Il était en train de se dire qu’il faudrait qu’il approfondisse un peu à l’ouest quand il avait reçu sur le dos un filet lesté –pas suffisamment. Il était en train de s’en dépêtrer quand des bolas s’étaient enroulées autour de ses chevilles, le faisant tomber au bord du fossé, empêtré dans le filet.

Et là, son corps avait été secoué par un tir de Taser. Ses dents avaient claqué, il avait failli se mordre la langue. Alors que le choc lui avait retiré le contrôle de ses membres, il avait été dépouillé de tout sauf pantalon et tee-shirt. Ses chaussettes lui avaient aussi été retirées. Dans ces montagnes, il ne fait pas bon marcher pieds-nus…

Comme il avait commencé à surmonter les effets du Taser, il s’en était pris un deuxième coup. Ils l’avaient attaché avec de la grosse corde de chanvre et mis en travers d’un cheval, sur le ventre. Il a plaint le cheval. C’est tout lui, ça…

Il ne se souvient pas vraiment du voyage, si ce n’est que son dos s’est mis à lui faire mal de nouveau, qu’il a senti les plaies se rouvrir, et que voyager tête en bas avec un truc qui vous rentre dans l’estomac, ça fait gerber. Au sens propre.

Avant de perdre conscience, il s’est dit que son vomi ferait un bon repère pour le chien-loup. Pendant les deux jours où il s’était reposé, il avait fait ami-ami avec les bêtes, Alpha et Yaka. Alpha est un grand mâle balèze, Yaka, une femelle plus fine et nettement plus intelligente. Leur fourrure est gris-jaune, adaptée aux paysages d’ici et ils ont un excellent flair.

Il était passé de l’inconscience au sommeil quand le bruit des sabots sous la voûte de l’entrée de la forteresse l’a réveillé. Ça, et une main qui lui flattait le postérieur. Et vu qu’il est à 200% hétéro, le choc l’a bien réveillé !

L’absence d’ombre au sol lui a révélé qu’il était environ midi. L’heure à laquelle on traversait la rivière, nous.

On l’a jeté à bas du cheval qui a poussé un gros soupir de soulagement, paraît-il. Sans le détacher, les FER l’ont traîné – 110kg de bonhomme, j’espère qu’ils en ont bien chié ! – dans une salle en sous-sol, à peine éclairée par des lampes électriques, sur batterie. Ils l’ont posé un peu brutalement sur une chaise en bois. Sans plus le sécuriser.

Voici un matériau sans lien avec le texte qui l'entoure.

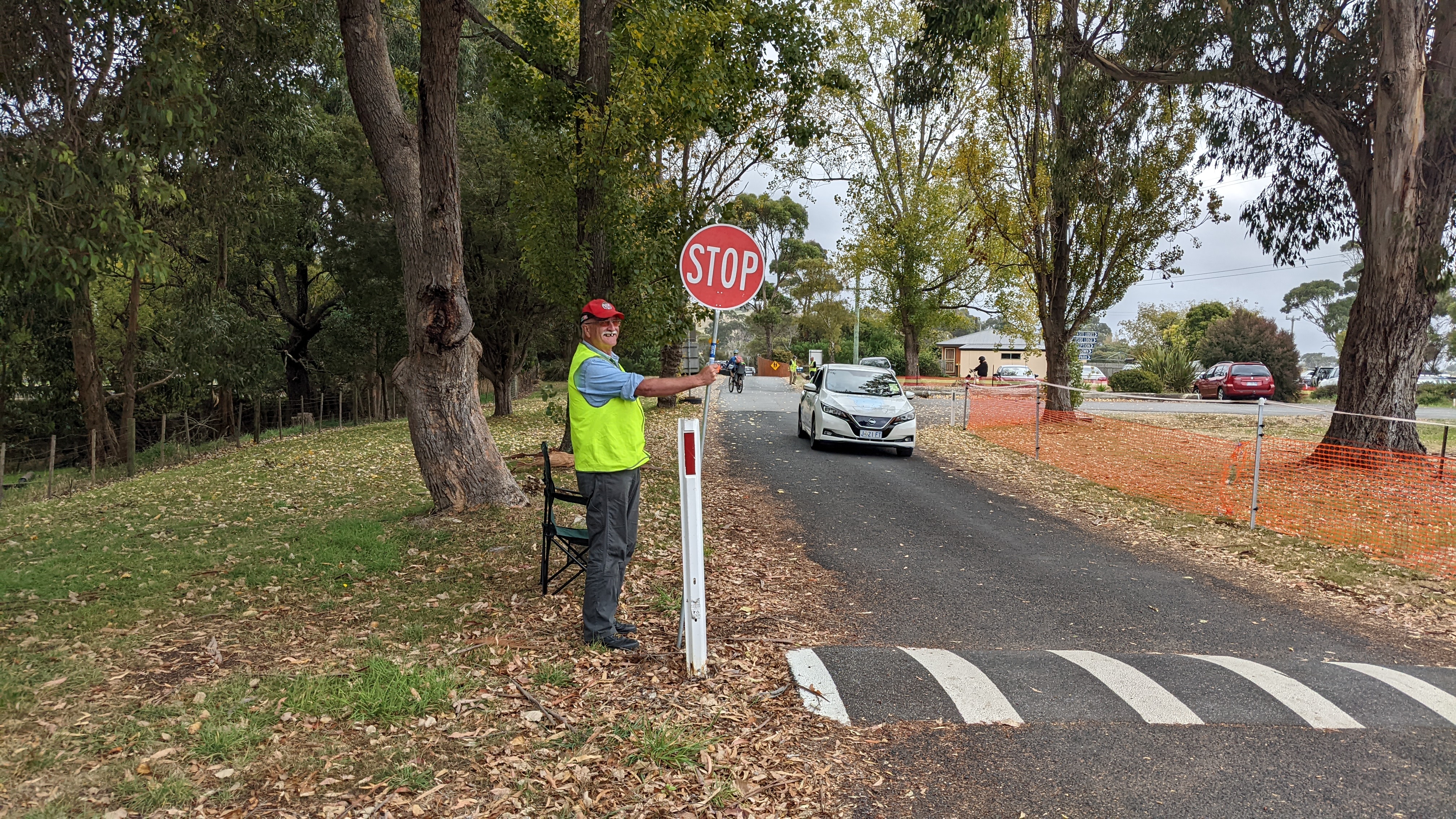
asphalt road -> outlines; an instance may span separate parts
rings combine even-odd
[[[1133,554],[994,475],[814,452],[796,398],[748,379],[716,418],[732,468],[783,490],[860,622],[865,646],[791,656],[834,686],[805,705],[945,720],[895,734],[863,815],[887,800],[964,818],[1456,815],[1452,669]]]

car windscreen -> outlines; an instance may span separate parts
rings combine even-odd
[[[830,370],[826,373],[824,389],[846,395],[900,395],[900,382],[894,373],[863,373],[858,370]]]

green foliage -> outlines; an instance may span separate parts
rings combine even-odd
[[[1223,302],[1204,302],[1188,307],[1188,312],[1184,315],[1181,332],[1184,351],[1190,351],[1198,345],[1203,334],[1208,331],[1210,324],[1226,319],[1230,315],[1229,306]]]
[[[1159,392],[1188,392],[1192,389],[1194,367],[1182,347],[1155,347],[1137,358],[1142,372],[1162,382]]]
[[[1284,315],[1299,313],[1305,321],[1319,328],[1329,344],[1340,350],[1345,328],[1350,325],[1350,306],[1354,303],[1357,284],[1340,284],[1328,278],[1306,281],[1284,293]]]
[[[1140,369],[1121,370],[1107,377],[1112,392],[1162,392],[1163,379]]]
[[[1299,401],[1299,350],[1294,337],[1273,319],[1235,307],[1233,315],[1208,325],[1194,356],[1211,361],[1261,361],[1274,375],[1274,399]]]

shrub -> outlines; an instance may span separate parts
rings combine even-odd
[[[1112,392],[1162,392],[1163,382],[1147,370],[1121,370],[1108,376]]]
[[[1159,347],[1144,353],[1139,363],[1143,372],[1158,376],[1166,392],[1188,392],[1192,389],[1192,361],[1181,347]],[[1162,392],[1159,391],[1159,392]]]
[[[1273,319],[1235,307],[1232,316],[1208,325],[1192,354],[1204,363],[1262,361],[1274,375],[1275,401],[1299,401],[1299,350]]]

Les mecs parlaient dari, qu’Erk ne comprend pas. Ils ont fait des signes, l’ont montré du doigt, puis un coup est parti, droit vers son estomac. En se pliant en avant, il a crispé ses abdos, qui ont encaissé le coup. D’autres coups ont suivi, tous au ventre. Il a des abdos en acier, c’est pour ça que malgré les coups, à part son foie qu’a un peu morflé – rien de grave –, il n’a pas d’autres dégâts internes. Par contre, tout son ventre n’est qu’un hématome, que Doc et Kris ont soigné avec de l’huile essentielle d’hélichryse, un vrai miracle pour les bleus.

Puis, ils ont fait une pause. Il en a profité. Il s’est jeté en arrière, basculant avec la chaise, a fait une roulade arrière, il a eu le temps de passer ses poignets devant lui, ce qui, avec son physique de lutteur, n’est pas si facile. Il s’est redéboîté l’épaule que son frangin avait malmenée pour le faire. Il a saisi, dans la botte d’un mec derrière lui, le couteau dont le manche dépassait, un beau poignard à tête d’aigle, et il a tranché ses liens avec.

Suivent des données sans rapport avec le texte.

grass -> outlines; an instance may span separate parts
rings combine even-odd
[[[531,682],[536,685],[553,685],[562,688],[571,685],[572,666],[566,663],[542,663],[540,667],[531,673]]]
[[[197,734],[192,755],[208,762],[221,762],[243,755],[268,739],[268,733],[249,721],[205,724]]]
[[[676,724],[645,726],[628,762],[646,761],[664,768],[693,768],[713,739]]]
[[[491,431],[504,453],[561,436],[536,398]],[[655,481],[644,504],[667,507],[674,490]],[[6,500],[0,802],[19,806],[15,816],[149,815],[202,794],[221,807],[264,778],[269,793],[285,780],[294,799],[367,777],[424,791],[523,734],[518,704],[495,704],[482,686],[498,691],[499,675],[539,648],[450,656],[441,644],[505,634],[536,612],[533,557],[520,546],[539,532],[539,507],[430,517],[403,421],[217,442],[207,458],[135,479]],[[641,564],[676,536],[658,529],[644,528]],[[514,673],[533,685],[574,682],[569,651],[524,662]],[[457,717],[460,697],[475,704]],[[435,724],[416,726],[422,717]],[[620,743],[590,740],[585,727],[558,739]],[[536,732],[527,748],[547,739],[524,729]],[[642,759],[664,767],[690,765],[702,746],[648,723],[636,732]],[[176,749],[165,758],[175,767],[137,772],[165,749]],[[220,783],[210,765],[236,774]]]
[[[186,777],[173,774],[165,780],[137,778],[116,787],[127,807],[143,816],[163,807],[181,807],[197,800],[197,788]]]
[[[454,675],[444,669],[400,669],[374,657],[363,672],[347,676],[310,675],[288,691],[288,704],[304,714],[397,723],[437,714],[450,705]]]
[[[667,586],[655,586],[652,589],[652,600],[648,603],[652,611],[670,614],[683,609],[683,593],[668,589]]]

Les mecs étaient tellement surpris qu’un type qui avait pris autant de coups puisse bouger autant et aussi vite, qu’ils en sont restés comme deux ronds de flanc, sans réagir. C'était l'adrénaline qui le soutenait.

Et puis, le poignard en main, il s’est jeté dans la mêlée, avec comme seul but d’atteindre la porte et se tirer. Il nous a dit qu’à ce moment-là, il a frappé avec le manche du poignard, il voulait juste se frayer un chemin.

Il avait atteint le pied de l’escalier quand il a entendu une détonation et il s’est retrouvé à quatre pattes, une douleur atroce à l’épaule gauche, celle qu’il avait déboîtée, juste sous la clavicule. Dans les secondes qui ont suivi, les mecs encore valides lui ont sauté dessus et sur un ordre du chef, l’ont plaqué au sol, sur le ventre. Y en a un qui l’a chopé par les cheveux pour lui bloquer la tête. Puis grand silence.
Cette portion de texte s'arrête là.